It’s not like Whistler has lost its soul or anything… but —
“Everything is getting so serious,” says Ace Mackay-Smith with her signature giggle. “You put on a ski event these days and it’s all about sponsors and prize money and photo ops and professional athletes. There’s no slush cups or restaurant races anymore, stuff that’s just for fun.” She pauses for just a beat. Smiles — and giggles again. “After all,” she says, “it wasn’t that long ago that organizing a ski event was just an excuse for having a big party…”
She shrugs. Pulls a stray strand of blond hair out of her eyes. “I mean, what are we doing exactly?” asks Whistler’s longest-working go-go girl. “We’re sliding down snow on slats of wood and plastic. How serious is that?”
Too true. So when it came time to celebrate the end of the World Ski & Snowboard Festival last week — something Ace has done successfully for 12 years on the last Sunday of the event — she decided to re-invent her party.
“For a bunch of reasons I was all for postponing it,” she explains. “But because of feedback from friends who were bummed that it wasn’t going to happen, I decided to re-think the idea instead. And that’s when it hit me: why not have a party on the day after the WSSF shuts down for all the people who had to work during the festival? Since the GLC got voted ‘best après spot’ by the Pique Reader Poll, it made sense to do a big end-of-season après party there. We could have a BBQ and make it like an old freestyle ski party and then move it inside once it got dark.”

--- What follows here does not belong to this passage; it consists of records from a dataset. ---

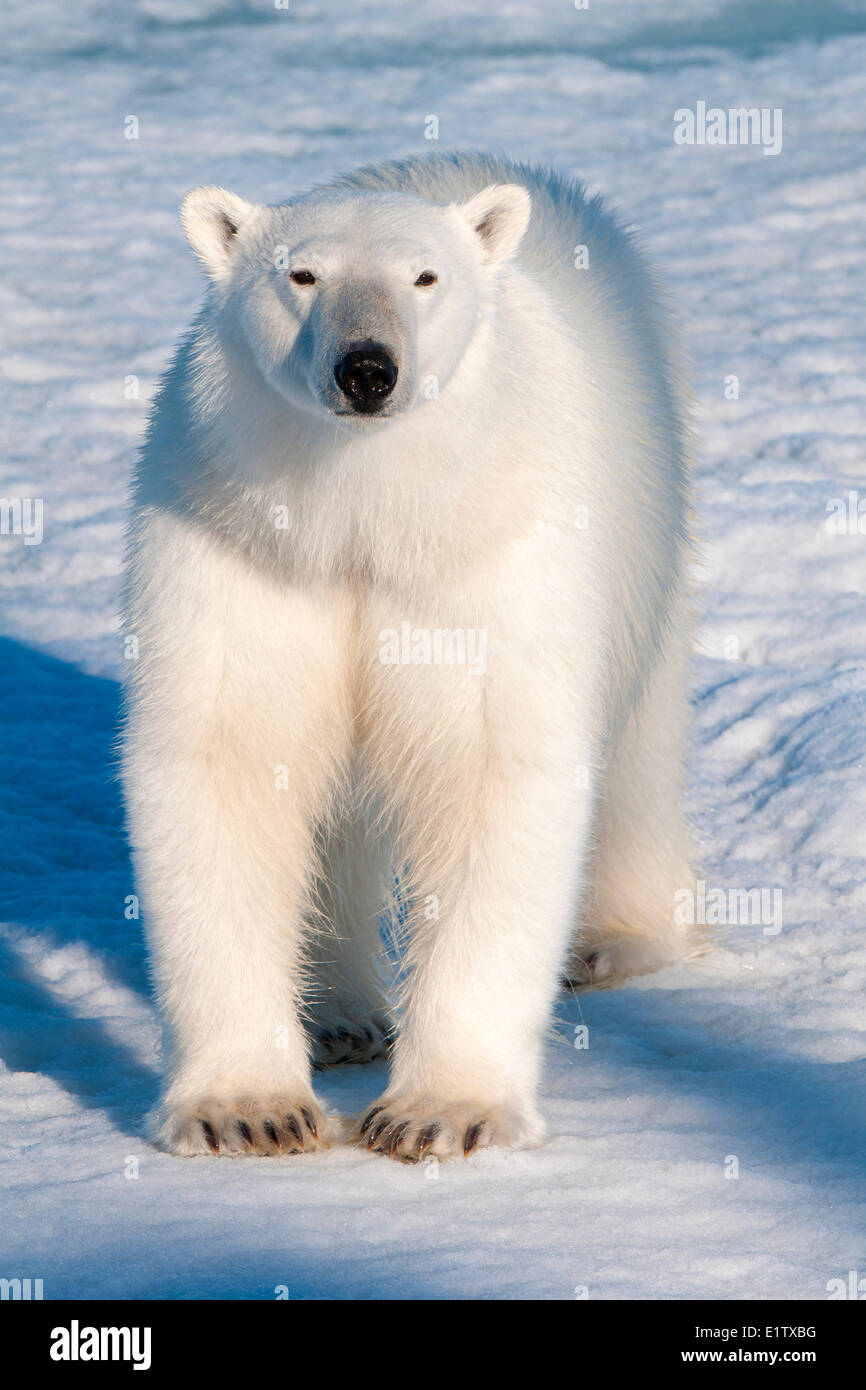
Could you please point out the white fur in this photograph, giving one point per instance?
(530, 811)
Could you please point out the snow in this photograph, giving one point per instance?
(756, 1052)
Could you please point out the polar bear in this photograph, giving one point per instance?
(407, 573)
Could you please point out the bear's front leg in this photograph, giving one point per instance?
(238, 720)
(495, 831)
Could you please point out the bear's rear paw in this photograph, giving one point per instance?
(268, 1126)
(417, 1127)
(349, 1036)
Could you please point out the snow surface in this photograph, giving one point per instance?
(756, 1052)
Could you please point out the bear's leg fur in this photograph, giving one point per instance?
(642, 852)
(239, 723)
(349, 1016)
(494, 837)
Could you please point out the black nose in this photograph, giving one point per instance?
(366, 374)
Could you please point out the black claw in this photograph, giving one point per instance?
(427, 1137)
(370, 1118)
(210, 1139)
(395, 1139)
(473, 1134)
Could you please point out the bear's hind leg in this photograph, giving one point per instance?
(642, 854)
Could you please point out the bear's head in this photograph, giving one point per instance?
(353, 305)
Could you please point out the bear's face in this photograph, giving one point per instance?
(355, 306)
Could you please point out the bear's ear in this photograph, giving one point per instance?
(211, 218)
(499, 214)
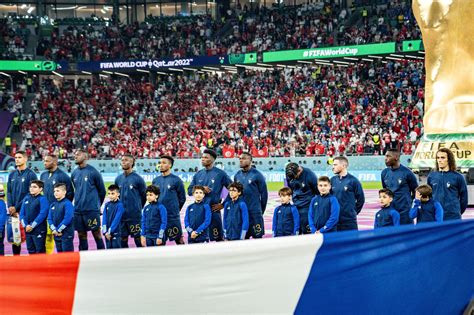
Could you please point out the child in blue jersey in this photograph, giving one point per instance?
(198, 217)
(324, 209)
(424, 208)
(3, 219)
(33, 213)
(111, 218)
(60, 219)
(286, 219)
(236, 214)
(387, 216)
(154, 219)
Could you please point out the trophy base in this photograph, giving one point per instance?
(461, 144)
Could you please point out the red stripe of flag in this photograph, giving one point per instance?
(38, 283)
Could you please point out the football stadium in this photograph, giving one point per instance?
(281, 157)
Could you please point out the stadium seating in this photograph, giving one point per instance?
(298, 111)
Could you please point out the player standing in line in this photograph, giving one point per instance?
(213, 180)
(349, 193)
(18, 186)
(89, 195)
(173, 197)
(255, 194)
(133, 197)
(402, 182)
(52, 176)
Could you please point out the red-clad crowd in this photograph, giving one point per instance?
(363, 108)
(240, 30)
(13, 38)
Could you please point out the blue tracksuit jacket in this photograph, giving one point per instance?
(89, 189)
(113, 212)
(255, 192)
(198, 218)
(34, 211)
(214, 178)
(386, 217)
(154, 220)
(450, 190)
(402, 182)
(323, 213)
(429, 211)
(286, 220)
(56, 177)
(350, 195)
(172, 194)
(236, 219)
(132, 195)
(304, 188)
(18, 186)
(60, 216)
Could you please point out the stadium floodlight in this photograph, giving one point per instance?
(122, 74)
(58, 74)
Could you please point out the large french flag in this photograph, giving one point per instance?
(425, 269)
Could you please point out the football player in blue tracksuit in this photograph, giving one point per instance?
(172, 197)
(449, 187)
(324, 209)
(213, 180)
(154, 219)
(88, 197)
(33, 213)
(54, 175)
(133, 197)
(60, 219)
(18, 186)
(3, 219)
(286, 219)
(198, 217)
(388, 215)
(402, 182)
(255, 194)
(236, 216)
(349, 193)
(424, 208)
(51, 177)
(113, 212)
(304, 185)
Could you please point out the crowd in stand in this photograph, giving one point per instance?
(239, 31)
(363, 108)
(13, 38)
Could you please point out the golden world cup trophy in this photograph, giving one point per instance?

Laughter is as much part of Ace’s discourse as are her words. Whether a giggle, a chortle, a belly-laugh or just a quiet titter, it punctuates her speech like rain drops on a tin roof. It’s partly nerves of course. Ace has never been overly fond of talking about herself. But it’s something else too. Something deep, profound — could it be that she actually has that much fun with life? That what you see and hear with Ace is really what you get? I’m not sure, but it certainly feels that way to me…
But I digress. Back to Ace.
“I have such great memories of those ol’ freestyle days,” says the 42-year-old deejay/dancer/filmmaker/artist. “When I was growing up, my dad managed Tod Mountain (now Sun Peaks). And he was always throwing some kind of ski bash there.”